Aquel día viajaríamos a la provincia de Chiriquí. La noche anterior mi madre nos dijo que hiciéramos la maleta con mucho cuidado porque se nos podía quedar algo. Yo, obviamente, no le hice caso, y la arreglé a última hora.
Papá nos apuraba, ya que no quería quedar atrapado en el tráfico. Nunca he entendido el sofoco de los adultos con respecto al tiempo, si solo eran diez minutos y de todas formas habría tranque.
Eran vacaciones e iríamos al volcán Barú, un sitio muy turístico, sobre todo por ser el volcán más alto del sur de Centroamérica, con una altura de 3475 msnm.
En el camino noté que la batería de mi celular se estaba agotando y pensé en cómo decirles a mis papás que había olvidado el cargador. “¡Qué bueno!, así no te la pasarás pegada al teléfono”, me dijeron. Sin embargo, tenía algo a mi favor: soy la que siempre toma las fotos. Al final conseguimos un dispositivo.
Luego de horas de viaje y de quedarme dormida en el trayecto, llegamos a nuestro hotel. Subimos y nos instalamos para descansar, porque debíamos salir a las tres de la madrugada para lograr ver el amanecer desde la cima del volcán.
Muy temprano llegó el guía diciendo que ya todo estaba listo, así que partimos en auto para el sitio donde se iniciaba el ascenso. Al llegar al lugar nos indicaron que el trayecto duraba tres horas a pie. Casi me desmayo cuando escuché eso, y mamá se echó a reír al ver mi cara. A mí no me resultó gracioso.
En esas tres horas hubo quejas, llantos y discusiones, ya que casi ninguno tenía la condición física para subir tanto, en especial yo, que me cansaba bastante. Pero cuando por fin llegamos, supe que había valido la pena.
Fue hermosa la vista desde arriba, las nubes y la neblina como pelusitas tiradas a la falda del volcán. Una sensación agradable me embargaba. Despertarse tan temprano y poder disfrutar de la poca noche estrellada que quedaba, sentir que estaba por encima de las nubes, sin mencionar el frío y la brisa helada que hacía fue asombroso. Me contaron que la temperatura podría bajar hasta los dos grados Celsius. Había una combinación de colores única, entre un potente anaranjado, un toque de rosado que llegaba hasta mis mejillas y aquella pequeña parte de azul que quedó de la noche.

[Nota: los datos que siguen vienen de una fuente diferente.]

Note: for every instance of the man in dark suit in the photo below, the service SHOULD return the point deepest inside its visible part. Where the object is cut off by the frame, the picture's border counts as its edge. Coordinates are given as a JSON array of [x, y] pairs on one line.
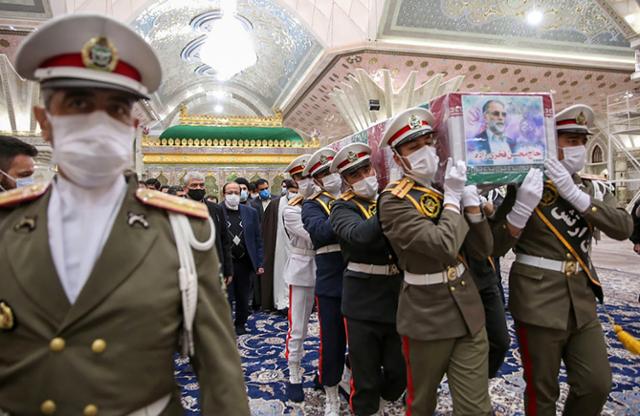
[[243, 228], [491, 146], [264, 197], [195, 190]]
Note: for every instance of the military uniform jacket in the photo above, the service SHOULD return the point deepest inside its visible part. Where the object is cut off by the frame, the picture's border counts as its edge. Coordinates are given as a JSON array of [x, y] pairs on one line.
[[329, 266], [300, 267], [364, 296], [543, 297], [428, 239], [113, 348]]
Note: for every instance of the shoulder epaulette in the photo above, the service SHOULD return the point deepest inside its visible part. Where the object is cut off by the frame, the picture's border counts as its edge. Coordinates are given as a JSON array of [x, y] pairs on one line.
[[172, 203], [316, 194], [590, 177], [347, 196], [296, 201], [24, 194], [400, 188]]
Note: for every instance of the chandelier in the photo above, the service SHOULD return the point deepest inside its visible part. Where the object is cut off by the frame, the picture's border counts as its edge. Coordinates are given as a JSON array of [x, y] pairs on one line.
[[229, 48]]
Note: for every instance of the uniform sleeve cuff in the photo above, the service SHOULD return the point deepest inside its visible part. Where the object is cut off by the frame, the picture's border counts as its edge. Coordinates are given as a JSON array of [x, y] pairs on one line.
[[474, 218]]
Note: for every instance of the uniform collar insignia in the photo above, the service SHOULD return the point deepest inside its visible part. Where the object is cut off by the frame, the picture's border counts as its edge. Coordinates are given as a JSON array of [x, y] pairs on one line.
[[414, 122], [7, 320], [99, 53], [26, 223], [134, 219]]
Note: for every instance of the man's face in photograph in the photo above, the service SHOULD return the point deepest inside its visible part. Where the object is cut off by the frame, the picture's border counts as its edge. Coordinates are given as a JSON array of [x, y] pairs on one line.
[[495, 117]]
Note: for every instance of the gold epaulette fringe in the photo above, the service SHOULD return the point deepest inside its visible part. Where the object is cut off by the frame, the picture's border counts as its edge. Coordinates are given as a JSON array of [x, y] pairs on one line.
[[172, 203]]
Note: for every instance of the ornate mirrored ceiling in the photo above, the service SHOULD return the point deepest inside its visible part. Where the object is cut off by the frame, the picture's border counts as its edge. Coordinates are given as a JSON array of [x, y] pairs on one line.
[[285, 48], [25, 9], [580, 25]]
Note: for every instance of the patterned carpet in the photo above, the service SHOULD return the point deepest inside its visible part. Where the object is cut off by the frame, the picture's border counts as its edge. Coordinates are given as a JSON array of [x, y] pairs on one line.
[[262, 351]]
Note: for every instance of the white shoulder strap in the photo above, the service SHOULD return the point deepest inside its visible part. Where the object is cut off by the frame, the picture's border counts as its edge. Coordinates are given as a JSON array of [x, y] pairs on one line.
[[187, 273]]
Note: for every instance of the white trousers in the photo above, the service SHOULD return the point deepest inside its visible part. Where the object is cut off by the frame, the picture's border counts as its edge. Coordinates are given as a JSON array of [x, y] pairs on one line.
[[300, 306]]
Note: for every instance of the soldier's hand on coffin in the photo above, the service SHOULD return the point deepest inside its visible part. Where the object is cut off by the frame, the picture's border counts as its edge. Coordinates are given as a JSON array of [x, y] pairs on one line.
[[567, 189], [470, 197], [527, 198], [454, 181]]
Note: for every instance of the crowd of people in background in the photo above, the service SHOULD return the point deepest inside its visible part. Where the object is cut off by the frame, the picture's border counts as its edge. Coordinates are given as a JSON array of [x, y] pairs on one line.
[[248, 220]]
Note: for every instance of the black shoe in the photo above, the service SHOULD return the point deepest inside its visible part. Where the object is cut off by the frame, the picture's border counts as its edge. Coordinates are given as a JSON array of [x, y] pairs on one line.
[[316, 383], [295, 392]]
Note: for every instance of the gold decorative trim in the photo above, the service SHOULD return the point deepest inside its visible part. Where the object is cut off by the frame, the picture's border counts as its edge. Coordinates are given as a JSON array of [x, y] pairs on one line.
[[148, 141], [226, 159], [233, 121]]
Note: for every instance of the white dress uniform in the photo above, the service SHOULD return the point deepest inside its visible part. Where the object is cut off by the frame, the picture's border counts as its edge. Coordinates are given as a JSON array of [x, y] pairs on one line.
[[300, 275]]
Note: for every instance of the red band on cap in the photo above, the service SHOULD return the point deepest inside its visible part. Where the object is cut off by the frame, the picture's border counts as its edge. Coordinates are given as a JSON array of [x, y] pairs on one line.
[[317, 165], [346, 162], [75, 60], [404, 130], [296, 169], [571, 121]]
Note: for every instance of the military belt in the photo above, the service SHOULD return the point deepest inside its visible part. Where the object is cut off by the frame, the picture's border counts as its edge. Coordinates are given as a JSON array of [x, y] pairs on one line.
[[331, 248], [302, 251], [154, 409], [449, 274], [567, 267], [377, 269]]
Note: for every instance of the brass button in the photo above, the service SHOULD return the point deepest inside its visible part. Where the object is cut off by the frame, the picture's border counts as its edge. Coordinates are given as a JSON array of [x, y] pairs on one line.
[[98, 346], [452, 273], [570, 268], [90, 410], [48, 407], [57, 344]]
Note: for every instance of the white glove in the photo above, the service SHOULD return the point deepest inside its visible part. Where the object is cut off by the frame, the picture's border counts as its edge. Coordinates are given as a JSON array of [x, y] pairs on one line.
[[470, 197], [527, 199], [567, 189], [454, 180]]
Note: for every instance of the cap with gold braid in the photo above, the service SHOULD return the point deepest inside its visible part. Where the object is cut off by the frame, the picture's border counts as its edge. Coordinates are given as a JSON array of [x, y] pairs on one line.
[[350, 157], [298, 164], [89, 51], [319, 161], [407, 126], [575, 119]]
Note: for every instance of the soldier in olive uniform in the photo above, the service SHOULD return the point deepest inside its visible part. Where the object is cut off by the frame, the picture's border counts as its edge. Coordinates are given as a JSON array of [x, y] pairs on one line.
[[553, 285], [91, 309], [329, 268], [370, 287], [440, 314]]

Sin duda alguna fue una experiencia sin igual. Alrededor de las 5:50 a. m. el tan esperado amanecer se notó por completo. El sol se abría paso entre las nubes. Sonreí, una profunda emoción me erizó y fui a abrazar a mi familia. Nos tomamos fotos, videos y hasta panorámicas. Tomé algunas con mi cámara Polaroid, para colgarlas en la pared de mi habitación y recordar esta aventura.
Tiempo después, era la hora de bajar. Fue mucho más rápido que el ascenso, y me la pasé escuchando música. Al llegar al hotel fuimos a desayunar y a planear otro lugar para visitar; estaba emocionada y lista para una nueva aventura en esta hermosa provincia.